The appellant formulated three issues for determination, namely:
“1. Was the Court of Appeal right to hold that the trial judge ought to have assumed jurisdiction to hear the claim ensuing out of the contract and to make it the duty of the appellant to pay at Onitsha which is the respondent’s residence or place of business when according to the said court, there was conflict in the affidavits of the appellant and the respondent as to venue which conflict was not resolved by the High Court and when the Court of Appeal failed to resolve the said conflict ,
- Was the Court of Appeal right to hold that the contract was entered into at Onitsha by looking at the statement of claim when it had already regarded such approach as a misconception (sic)
- Was the Court of Appeal right to have delved into the substantive issue of the appellant’s indebtedness or not to the respondent when what was on appeal before it was the question of the appropriate venue of trial”
Respondent neither filed a brief nor was it represented at the hearing.
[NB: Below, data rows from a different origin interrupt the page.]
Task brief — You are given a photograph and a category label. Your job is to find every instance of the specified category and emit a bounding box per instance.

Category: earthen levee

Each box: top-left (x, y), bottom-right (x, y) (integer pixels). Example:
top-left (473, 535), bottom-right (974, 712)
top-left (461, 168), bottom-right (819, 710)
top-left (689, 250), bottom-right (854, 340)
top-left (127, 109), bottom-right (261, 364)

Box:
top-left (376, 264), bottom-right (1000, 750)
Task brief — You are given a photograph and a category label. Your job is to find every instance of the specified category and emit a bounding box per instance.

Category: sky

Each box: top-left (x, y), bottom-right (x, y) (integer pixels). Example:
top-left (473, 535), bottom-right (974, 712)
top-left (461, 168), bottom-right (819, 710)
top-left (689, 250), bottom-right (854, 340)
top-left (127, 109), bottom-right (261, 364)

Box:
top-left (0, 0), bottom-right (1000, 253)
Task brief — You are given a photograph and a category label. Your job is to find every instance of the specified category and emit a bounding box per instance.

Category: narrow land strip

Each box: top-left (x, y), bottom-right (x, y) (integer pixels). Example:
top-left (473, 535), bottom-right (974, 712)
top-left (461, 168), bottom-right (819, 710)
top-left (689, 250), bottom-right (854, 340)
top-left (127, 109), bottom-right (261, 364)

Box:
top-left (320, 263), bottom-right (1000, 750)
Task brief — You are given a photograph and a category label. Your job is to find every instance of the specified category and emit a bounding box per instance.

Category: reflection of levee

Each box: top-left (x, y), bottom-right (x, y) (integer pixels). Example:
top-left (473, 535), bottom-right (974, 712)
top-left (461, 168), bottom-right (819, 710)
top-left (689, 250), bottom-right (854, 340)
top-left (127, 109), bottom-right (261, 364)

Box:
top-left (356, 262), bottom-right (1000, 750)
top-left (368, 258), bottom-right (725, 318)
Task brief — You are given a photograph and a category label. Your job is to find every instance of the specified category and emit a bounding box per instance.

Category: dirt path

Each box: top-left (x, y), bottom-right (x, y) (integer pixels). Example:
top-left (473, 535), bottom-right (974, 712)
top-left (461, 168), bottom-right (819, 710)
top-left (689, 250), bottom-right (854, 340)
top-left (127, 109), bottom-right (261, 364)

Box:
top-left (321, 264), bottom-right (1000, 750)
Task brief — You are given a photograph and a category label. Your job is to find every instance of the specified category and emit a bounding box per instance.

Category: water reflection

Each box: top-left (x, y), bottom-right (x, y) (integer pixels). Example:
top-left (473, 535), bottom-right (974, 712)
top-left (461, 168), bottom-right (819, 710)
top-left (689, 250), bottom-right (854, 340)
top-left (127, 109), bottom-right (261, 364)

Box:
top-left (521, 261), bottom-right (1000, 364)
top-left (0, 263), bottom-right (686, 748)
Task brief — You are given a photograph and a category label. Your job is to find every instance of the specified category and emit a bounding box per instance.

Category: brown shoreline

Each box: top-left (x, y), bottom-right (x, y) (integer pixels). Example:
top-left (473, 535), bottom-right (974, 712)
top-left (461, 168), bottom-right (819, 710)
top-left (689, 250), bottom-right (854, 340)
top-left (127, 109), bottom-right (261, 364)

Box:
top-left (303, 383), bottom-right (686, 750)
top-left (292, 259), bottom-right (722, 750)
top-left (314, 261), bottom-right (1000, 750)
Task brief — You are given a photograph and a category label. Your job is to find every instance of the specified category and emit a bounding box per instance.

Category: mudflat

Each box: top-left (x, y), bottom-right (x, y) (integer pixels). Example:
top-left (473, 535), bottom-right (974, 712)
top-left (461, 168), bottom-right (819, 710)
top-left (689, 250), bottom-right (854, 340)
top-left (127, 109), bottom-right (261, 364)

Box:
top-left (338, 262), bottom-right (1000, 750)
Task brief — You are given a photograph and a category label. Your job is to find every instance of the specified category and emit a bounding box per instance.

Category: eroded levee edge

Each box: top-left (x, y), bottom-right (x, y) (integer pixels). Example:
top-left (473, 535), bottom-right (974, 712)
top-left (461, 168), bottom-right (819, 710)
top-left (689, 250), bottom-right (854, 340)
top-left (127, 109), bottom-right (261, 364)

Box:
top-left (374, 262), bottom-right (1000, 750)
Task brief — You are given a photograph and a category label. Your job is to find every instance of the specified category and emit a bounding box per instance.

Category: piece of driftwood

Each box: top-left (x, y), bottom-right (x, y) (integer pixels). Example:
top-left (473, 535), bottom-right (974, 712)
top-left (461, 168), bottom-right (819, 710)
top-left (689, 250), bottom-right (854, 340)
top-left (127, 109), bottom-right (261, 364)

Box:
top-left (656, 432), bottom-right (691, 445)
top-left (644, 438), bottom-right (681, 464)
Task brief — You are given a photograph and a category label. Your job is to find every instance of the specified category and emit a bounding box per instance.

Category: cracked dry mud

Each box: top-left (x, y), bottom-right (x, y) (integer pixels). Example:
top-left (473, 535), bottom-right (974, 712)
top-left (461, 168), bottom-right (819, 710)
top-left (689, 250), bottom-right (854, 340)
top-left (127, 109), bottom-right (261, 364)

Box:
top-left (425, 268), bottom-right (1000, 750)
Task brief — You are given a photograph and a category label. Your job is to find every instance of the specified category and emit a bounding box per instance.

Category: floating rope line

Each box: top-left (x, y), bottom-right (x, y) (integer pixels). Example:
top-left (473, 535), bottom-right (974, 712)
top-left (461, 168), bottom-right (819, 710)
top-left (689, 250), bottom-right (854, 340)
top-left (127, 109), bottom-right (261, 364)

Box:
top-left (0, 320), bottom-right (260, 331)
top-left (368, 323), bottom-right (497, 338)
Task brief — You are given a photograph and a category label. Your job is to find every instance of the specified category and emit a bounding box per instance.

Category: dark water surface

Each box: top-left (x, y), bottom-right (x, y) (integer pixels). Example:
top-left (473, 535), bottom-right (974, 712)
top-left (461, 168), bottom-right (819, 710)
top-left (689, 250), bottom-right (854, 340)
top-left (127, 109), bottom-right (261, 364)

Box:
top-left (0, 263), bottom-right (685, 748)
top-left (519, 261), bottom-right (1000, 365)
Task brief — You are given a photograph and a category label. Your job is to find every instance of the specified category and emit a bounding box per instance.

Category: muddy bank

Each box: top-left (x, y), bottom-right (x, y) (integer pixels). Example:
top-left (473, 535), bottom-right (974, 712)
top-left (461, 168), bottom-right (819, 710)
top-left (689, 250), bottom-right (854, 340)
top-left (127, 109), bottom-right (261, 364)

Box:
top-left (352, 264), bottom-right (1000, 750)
I think it is desirable to make a cursory remark touching on the issues submitted for the determination of this appeal. I am satisfied that the issues as formulated partly affect the main point in controversy between the parties i.e. the question of venue for trial, on the one part, and partly affect some questions which incidentally arose from the body of the leading judgment of the lower court, on the other pan. One is therefore tempted, for the purpose of this appeal, to characterize the above three issues in two categories namely, in terms of major or main issues and minor or subsidiary issues. Issue No. 1 undoubtedly belongs to the first category while Issues Nos. 2 and 3 will readily be subsumed under the second category. Nevertheless, the consequence attributable to a successful issue will obviously depend on whether it is a major or subsidiary issue; if the former, the effect will be crucial such that it may upturn the appeal in favour of the appellant but if the latter the effect may be no more than a pyrrhic victory without the sting that would radically change the judgment appealed against. From my close study of the three issues, I would wish to consider the three issues in the reverse order.
Issue No.3
“Was the Court of Appeal right to have delved into the substantive issue of the appellant’s indebtedness or not to the respondent when what was on appeal before it was the question of the appropriate venue of trial”
Learned appellant’s counsel submitted that the learned Justices of the lower court were right to hold that the presumption is that the plaintiff who is the alleged creditor should be sought by the defendant, (herein appellant, the alleged debtor, to be paid where he lives, reliance being placed on the authority of National Bank of Nigeria Ltd and Ors v. John Akinkunmi Shoyoye & Anor (1977) 5 SC 181 at 192. But it is counsel’s further submission that the facts of Shoyoye were inapplicable to the circumstances of the present case in many respects. For example, in Shoyoye the amount of the indebtedness was not in dispute whereas in the present case the appellant has seriously contested its continued indebtedness to the respondent to the tune of N22,100. Furthermore, it is submitted on behalf of the appellant that the issue of indebtedness goes to the substantive matter yet to be raised before the trial court whereas the preliminary issue before the trial court was simply the venue for trial. It is counsel’s submission that the Court of Appeal erred in law to have made a pronouncement on the substantive matter wherein he adjudged the appellant a debtor to the respondent. Counsel relies on several authorities, to wit, Odumegwu Ojukwu v. Governor of Lagos State (1986) 3 NWLR (Pt. 26) 39 at 45 and Ogbonnaya v. Adapalm (1993) 6 SCN J 23 at 32. (1993) 5 NWLR (Pt. 292) 147.